Which generates the model et al as specified.
users_controller.rb:
class UsersController < ApplicationController
include ApiMe
end
POST (create) and PUT (update) requests are expected to post parameters to the singular underscored name of the model by default (I.E. {"user": {"name": "Test"}}
for a user model), but this can be overriden by overriding def params_klass_symbol
, or more in-depth by overriding def object_params
. If def object_params
is overriden, parameters are also expected be whitelisted inside of this method.
models/user.rb:
# Standard Rails generator used
class User < ActiveRecord::Base
belongs_to :organization
end
policies/user_policy.rb (See Pundit for details):
class UserPolicy < ApplicationPolicy
# Authorizes what parameters will be whitelisted, see [Pundit](https://github.com/elabs/pundit) for details
def permitted_attributes
[:id, :organization_id, :name]
end
end
serializers/user_serializer.rb (See Active Model Serializers ver 0.8 for details):
class UserSerializer < ActiveModel::Serializer
attributes :id, :name, :organization_id
end
filters/user_filter.rb (See SearchObject for details):
require 'search_object'
class UserFilter < ApiMe::BaseFilter
include ::SearchObject.module #required
# Add custom filter logic here
# Ex:
# option(:search) { |scope, value| scope.where("username LIKE ?", "%#{value}%") }
end
The ApiMe::BaseFilter is called if no filter exists for the resource, by default the base filter provides filtering by ids for convenience. I.E a GET to /api/v1/users?ids%5B%5D=1&ids%5B%5D=3
would return users filtered by ids of 1 and 3. All other filters are expected by default to be located at params[:filters]

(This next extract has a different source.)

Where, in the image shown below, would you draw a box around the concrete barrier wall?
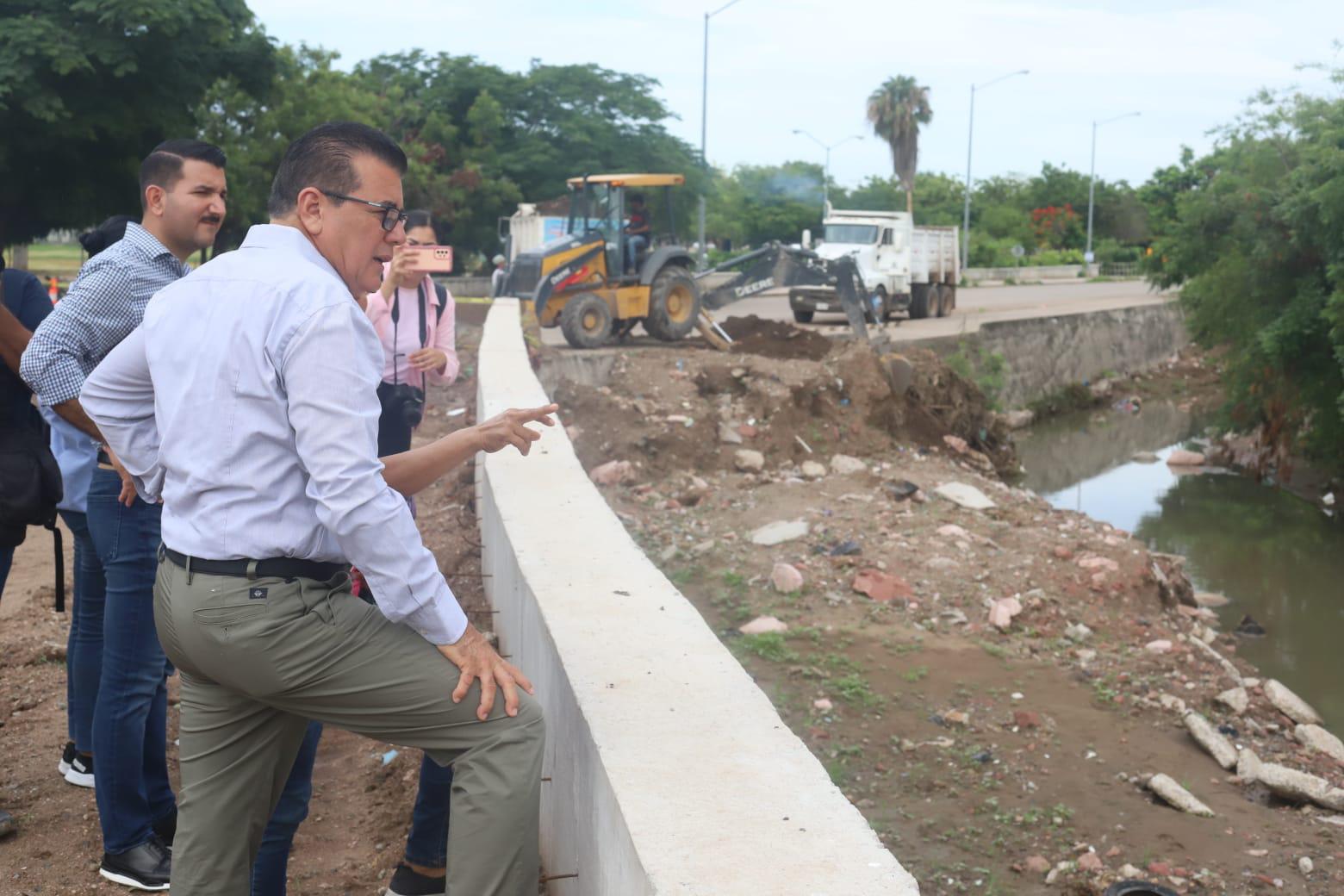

and not at the base level.
Sorting
To enable sorting just pass sort
in your request with sortCiteria
and sortReverse
.
Ember Example
return this.store.query('some-model', {
filters: {
cool_models_only: true
},
sort: {
criteria: 'createdAt', // Property to sort on.
reverse: false, // True reverses the sort.
}
});
Pagination
To enable pagination just pass page
in your request with size
and offset
.
Also see ember-bootstrap-controls for a handy control for easy pagination with ember.
Ember Example
return this.store.query('some-model', {
filters: {
cool_models_only: true
},
sort: {
criteria: 'createdAt', // Property to sort on.
reverse: false, // True reverses the sort.
},
page: {
size: 50, // Size of a page. Number of results per page.
offset: false, /* The page number you want to see.
Imagine 103 records are available.
If the size of 50 is given as a parameter
then valid inputs to offset would be 1, 2, and 3. */
}
});
Your response will contain a meta object with the following data:
meta: {
size: n // Size input above
offset: m // Offset input above
record_count: i /* The number of records in the page.
In the `offset` example above pages 1 and 2
would have a record_count of 50 while page 3
would have a record count of 3. */
total_records: j // Total number of records accessible
total_pages: k // Total number of pages accessible
}
Overrides
Overriding the default model class, serializer class, filter class, and filter parameter can be done like so:
users_controller.rb:
class UsersController < ApplicationController
include ApiMe
model FakeUser
serialzier RealUserSerialzier
def filter_klass
FancyUserFilter
end
def filter_params
params[:meta][:filters]
end
end
Details
Api controllers use the fantastic Pundit gem for authorization and parameter whitelisting, Active Model Serializers ver 0.8 for resource serialization, and SearchObject for list filtering. The model, filter, serializer, and policy that the controller uses by default can all be overriden, along with other optional parameters.
The primary goal of this gem was to keep things simple so that customization is fairly straight forward by separating concerns and providing overrides. Reusing existing libraries was a primary goal during the design, hence the overall simplicity of this gem. We currently use this gem internally at Inigo and are committed to its ongoing maintenance.
Running Tests
Code Of Conduct
Wildland Open Source Code Of Conduct
License
This project is licensed under the MIT License.